Once, she turned up at school for my Book Week Parade dressed as The Cat in the Hat. All that black lycra with high heels kept the year six boys talking for weeks and permanently traumatised me. She followed up that effort by having an affair with my English teacher, which I must admit helped my results for a while with very little effort on my part, but eventually I was back to sitting at the far end of the classroom with yet another teacher hating me and making my life a misery.
She made appropriate appreciative noises when she unwrapped her present that I’d picked up at the crystal shop at Bondi Junction, where I’d been assured that Cobaltoan Calcite brings the essence of unconditional love. Now all I had to do was wring a hundred dollars each out of my brother and sister, who were too busy to even sign the bloody birthday card and would change the subject when I brought up the subject of money.
The night was a blur of Jaina joy and vegan philosophy and their plans to visit an ashram outside San Francisco to study Tantric yoga and advanced meditation techniques that are usually conducted under the stars in hot tubs. Clothes optional. Darren The Goose just sat cross-legged and cross-eyed, worshipping her, hanging on to her every word. They planned to celebrate his thirtieth birthday there, which I think officially qualified my mother as a cougar. Or just a very dirty old lady.

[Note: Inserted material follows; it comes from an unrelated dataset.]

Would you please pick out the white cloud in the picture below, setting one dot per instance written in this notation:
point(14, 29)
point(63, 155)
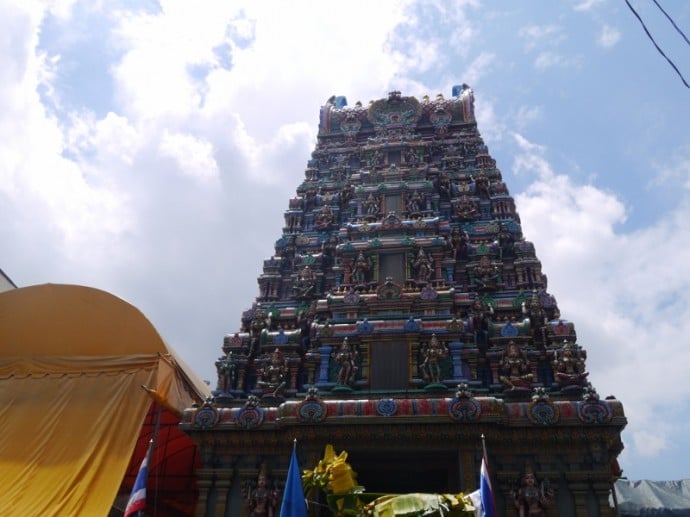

Over a feast of celery salt-and-pepper tofu, gingered couscous and steamed bok choy washed down with room-temperature filtered water with a daring slice of lime, I was grilled on what had happened to Jimbo.
“I remember when he lived in Caledonia Street. He was with that tall, dark-haired model and he had a Rolls Royce. How that car survived in Paddo was a mystery. Anyway, he used to hang out in the front bar of the Grand National and he’d drink until he fell off the stool. And he’d grope any girl who came near him.”
“Did he ever hit on you, Mum?” I couldn’t resist asking.
“Of course not, darling. I was married to your father and was always faithful,” she lied. I knew she lied. My mother and Jimbo Jameson: it was yet another horrible mental image for me to deal with.
Naturally, she had her theories about Jimbo’s life and death and Darren nodded enthusiastically as she rattled on about false personas, extreme narcissism and exploitation while Darren threw in karma for good measure. Did Jimbo actually deserve to die? Were his lifetime sins actually responsible for his death? Had the universe finally corrected a terrible mistake? The theories bounced back and forth, becoming wilder and weirder and my head started to ache and I fantasised yet again that I was adopted.
Pleading a monstrous headache and a mountain of dirty washing, I left them debating the finer points of Acquired Narcissism and walked home, congratulating myself on my scintillating social life. I considered checking The Royal’s front bar and accidentally joining Jack and his friends, but my mother had put me in such a depressed mood that I couldn’t be bothered. At least my faithful bottleshop was still open and offering uncomplicated, unconditional comfort. The raucous night sounds wafted through my open window as I crawled into my bed to wallow in my misery and aloneness. Again.